Human rights group says bill will suppress truth
London-based British Irish Rights Watch has campaigned for inquiries into the 1989 murder of Belfast solicitor Pat Finucane and other victims of alleged security force collusion with loyalists.
It said the Northern Ireland Offences Bill would suppress the truth further.
In an appeal to MPs to vote against it, the group said: “This bill, if enacted, will allow anyone who committed a crime prior to April 10, 1998, to claim that his or her motive was terrorist to get out of jail free. While in some cases it will be possible to prove beyond reasonable doubt that a crime was not motivated by terrorism, once a criminal claims to have been a member of a proscribed organisation and, for example, to have killed someone because she or he feared that the fact of his or her membership of the organisation would be exposed, it will be virtually impossible to disprove such assertions.
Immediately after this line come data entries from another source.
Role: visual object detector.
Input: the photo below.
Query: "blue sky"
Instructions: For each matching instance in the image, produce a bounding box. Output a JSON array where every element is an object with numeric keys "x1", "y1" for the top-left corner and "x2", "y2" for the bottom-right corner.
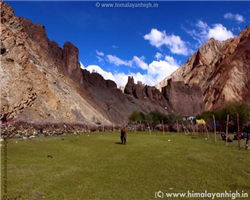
[{"x1": 8, "y1": 1, "x2": 250, "y2": 86}]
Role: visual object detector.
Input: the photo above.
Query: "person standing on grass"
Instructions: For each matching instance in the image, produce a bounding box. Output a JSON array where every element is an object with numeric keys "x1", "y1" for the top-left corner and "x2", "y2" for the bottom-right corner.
[{"x1": 121, "y1": 126, "x2": 127, "y2": 145}]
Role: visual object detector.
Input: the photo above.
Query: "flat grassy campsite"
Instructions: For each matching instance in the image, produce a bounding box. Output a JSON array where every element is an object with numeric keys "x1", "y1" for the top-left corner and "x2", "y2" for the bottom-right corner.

“Sir Hugh Orde, chief constable of the Police Service of Northern Ireland, has recently established a Historic Enquiries Team to reexamine every conflict-related unsolved murder prior to April 10, 1998.
“It will examine over 3,000 deaths. On our reading of the bill, every single person charged by the Historic Enquiries Team will never serve a day in jail.
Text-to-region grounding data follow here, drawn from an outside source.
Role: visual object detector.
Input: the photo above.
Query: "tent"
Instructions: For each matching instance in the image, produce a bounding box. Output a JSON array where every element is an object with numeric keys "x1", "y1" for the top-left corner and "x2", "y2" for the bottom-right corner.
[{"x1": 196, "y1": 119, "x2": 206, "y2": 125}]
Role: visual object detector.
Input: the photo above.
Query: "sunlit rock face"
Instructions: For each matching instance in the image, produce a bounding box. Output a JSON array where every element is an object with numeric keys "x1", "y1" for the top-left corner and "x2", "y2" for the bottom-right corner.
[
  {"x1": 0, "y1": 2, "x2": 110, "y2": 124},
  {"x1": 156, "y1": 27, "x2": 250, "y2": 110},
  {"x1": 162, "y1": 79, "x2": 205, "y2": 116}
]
“What concerns us most is that agents of the state who colluded with terrorists will not be held to account because they will be able to claim that any crimes they committed were carried out in the efforts to combat terrorism.”
Victims’ groups, the SDLP, the Alliance Party and unionist parties have criticised the bill, accusing the government of handing out an amnesty to anyone who committed an offence before the Good Friday Agreement.
Northern Ireland Office minister David Hanson has insisted the bill will ensure people who have carried out offences have to answer for what they have done in a special judicial process.
It would mean people like paramilitaries who fled abroad or members of the security forces can avoid arrest and a jail sentence in Northern Ireland by applying to a commissioner who will examine if they are wanted for crimes.
If they are, the commissioner will give them a certificate keeping them out of jail but also initiating a legal process which will see their offences examined by a special tribunal with its own prosecutors and judges.
On-the-run paramilitaries, rogue members of the police and army and civilians suspected of crimes before 1998 would not have to attend the hearings.
If they are found guilty, they will get a licence similar to the one given to the republican and loyalist prisoners freed early under the Good Friday Agreement.
If they offend again, their licences could be revoked and they would be sent to prison.